You make all your decisions on how that boat performs, where it goes, when it goes, how you tack it," Pochereva says. "The kids tend to be very bright students."

In the waters around Magic Island most late afternoons, two-person sailboat teams practice racing and tipping over and they generally have a great time while working hard. The competitors are a close-knit group, supportive of each other while remaining competitive. "Everyone knows each other," says Tahnee Allman '08, a four-time team member. "We're all really competitive during the race, but afterwards we're all still friends."

The season begins with tryouts in mid-February. "Our tryouts are tough. Because of our compressed season, you need to be pretty fit," says Pochereva, adding that 21 athletes tried out for eight varsity and eight JV spots on the team this season. "We test their skills, run them through races and then rank them," he says. "We rotate them through and everyone gets a look."

With tryouts behind them, Pochereva and his assistant, Jessica Eisold, immediately begin practices for the 12 regattas held in the spring. A regatta consists of three to five races that begin at 4 p.m. and continue until dark. Varsity I races are held in the open ocean and usually involve 17 to 20 boats. Varsity II races, in which Punahou does not compete, are held in the calmer waters of the Ala Moana basin and contain fewer boats, as each school is permitted just one boat. JV races are also held inside the basin with 20 to 25 boats.

Sailing is one of the few sports to have mixed-gender crews. Two athletes are on each boat - the skipper and a crewmember. The skipper's role is to steer the boat. "The skipper needs to have good skills and experience," says Pochereva. The crewmember's job, meanwhile, is to work with the skipper and to communicate race and wind conditions. Working together is vital to the boat's success, he says.

Different strategies go into choosing who sails together. "We select our combinations based on the conditions," says Pochereva. "The wind dictates a lot of what we do and we try to get good match-ups."

Pochereva advises students who want to get involved in the sailing to begin with Introduction to Sailing, a class offered every summer through Punahou Summer School.
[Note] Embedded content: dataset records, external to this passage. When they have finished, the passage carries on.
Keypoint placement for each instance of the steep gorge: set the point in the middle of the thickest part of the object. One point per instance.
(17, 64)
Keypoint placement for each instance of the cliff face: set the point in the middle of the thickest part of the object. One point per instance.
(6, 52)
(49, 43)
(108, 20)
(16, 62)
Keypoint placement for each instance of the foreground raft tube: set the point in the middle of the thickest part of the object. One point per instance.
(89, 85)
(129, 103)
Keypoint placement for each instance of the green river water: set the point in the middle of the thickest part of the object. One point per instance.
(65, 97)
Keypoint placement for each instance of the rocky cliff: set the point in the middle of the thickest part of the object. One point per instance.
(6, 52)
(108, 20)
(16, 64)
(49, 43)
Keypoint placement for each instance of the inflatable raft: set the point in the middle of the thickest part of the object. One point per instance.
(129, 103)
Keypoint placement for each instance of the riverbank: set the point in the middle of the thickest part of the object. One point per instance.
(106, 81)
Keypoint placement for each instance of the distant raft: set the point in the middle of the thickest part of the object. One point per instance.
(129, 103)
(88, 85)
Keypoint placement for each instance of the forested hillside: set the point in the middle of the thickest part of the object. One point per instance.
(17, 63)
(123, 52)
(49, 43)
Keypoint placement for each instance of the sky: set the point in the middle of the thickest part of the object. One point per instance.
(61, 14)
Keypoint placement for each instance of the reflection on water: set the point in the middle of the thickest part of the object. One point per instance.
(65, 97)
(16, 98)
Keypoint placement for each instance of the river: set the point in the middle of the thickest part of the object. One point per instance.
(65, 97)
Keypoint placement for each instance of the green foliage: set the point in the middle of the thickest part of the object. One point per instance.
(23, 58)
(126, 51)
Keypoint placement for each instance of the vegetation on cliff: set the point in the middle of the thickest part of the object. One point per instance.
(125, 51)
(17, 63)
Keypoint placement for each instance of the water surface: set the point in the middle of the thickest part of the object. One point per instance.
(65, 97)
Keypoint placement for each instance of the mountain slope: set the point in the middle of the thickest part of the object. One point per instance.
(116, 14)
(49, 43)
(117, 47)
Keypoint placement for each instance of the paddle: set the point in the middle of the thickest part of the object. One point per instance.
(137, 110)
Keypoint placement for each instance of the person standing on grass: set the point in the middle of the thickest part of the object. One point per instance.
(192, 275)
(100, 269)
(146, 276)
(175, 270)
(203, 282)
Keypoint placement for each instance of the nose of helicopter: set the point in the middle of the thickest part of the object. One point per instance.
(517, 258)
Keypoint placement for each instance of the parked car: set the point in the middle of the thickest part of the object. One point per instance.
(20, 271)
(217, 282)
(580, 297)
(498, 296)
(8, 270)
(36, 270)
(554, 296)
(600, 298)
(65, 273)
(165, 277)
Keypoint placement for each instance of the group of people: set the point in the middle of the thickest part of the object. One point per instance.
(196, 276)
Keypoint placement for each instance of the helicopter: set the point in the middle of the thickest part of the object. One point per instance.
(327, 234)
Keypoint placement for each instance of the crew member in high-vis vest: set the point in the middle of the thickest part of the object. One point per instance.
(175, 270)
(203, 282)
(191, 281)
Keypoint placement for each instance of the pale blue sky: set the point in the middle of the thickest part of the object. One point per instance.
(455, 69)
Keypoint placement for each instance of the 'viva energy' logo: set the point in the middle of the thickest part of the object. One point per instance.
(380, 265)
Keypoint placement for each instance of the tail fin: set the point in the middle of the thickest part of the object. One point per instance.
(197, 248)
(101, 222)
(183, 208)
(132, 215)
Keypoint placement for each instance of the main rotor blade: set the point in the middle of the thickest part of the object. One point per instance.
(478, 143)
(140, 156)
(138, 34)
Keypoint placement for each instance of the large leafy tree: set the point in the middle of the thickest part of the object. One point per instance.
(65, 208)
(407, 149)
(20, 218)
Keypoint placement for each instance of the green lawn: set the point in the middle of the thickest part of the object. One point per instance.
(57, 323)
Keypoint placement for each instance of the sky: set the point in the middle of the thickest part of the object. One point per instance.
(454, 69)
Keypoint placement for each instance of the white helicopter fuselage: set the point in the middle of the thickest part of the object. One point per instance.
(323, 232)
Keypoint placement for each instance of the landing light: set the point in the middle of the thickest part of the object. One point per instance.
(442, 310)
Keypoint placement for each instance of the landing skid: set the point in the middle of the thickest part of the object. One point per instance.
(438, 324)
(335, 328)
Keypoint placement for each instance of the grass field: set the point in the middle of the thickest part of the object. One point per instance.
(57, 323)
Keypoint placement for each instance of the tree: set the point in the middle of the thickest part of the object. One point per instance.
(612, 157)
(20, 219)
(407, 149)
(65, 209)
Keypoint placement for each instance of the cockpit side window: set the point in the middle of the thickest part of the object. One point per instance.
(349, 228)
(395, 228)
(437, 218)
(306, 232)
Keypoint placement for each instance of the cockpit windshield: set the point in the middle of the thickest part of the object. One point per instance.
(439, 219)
He also recommends joining one of the yacht club programs.

Three-time team member Kathleen '10 has been sailing since she was 7, first at the Kane'ohe Marine Corps Base, then the Kane'ohe Yacht Club before joining the Punahou team as a freshman.

"Sailing has helped me realize that Mother Nature is always bigger and greater than you. You should never underestimate the possibilities of nature," says Kathleen. She said these lessons apply to everyday life. "If a wind shift gets thrown at you, you can't keep sailing in the same direction. You've got to change your direction and work with what you got. If you think of that metaphorically, it's pretty cool."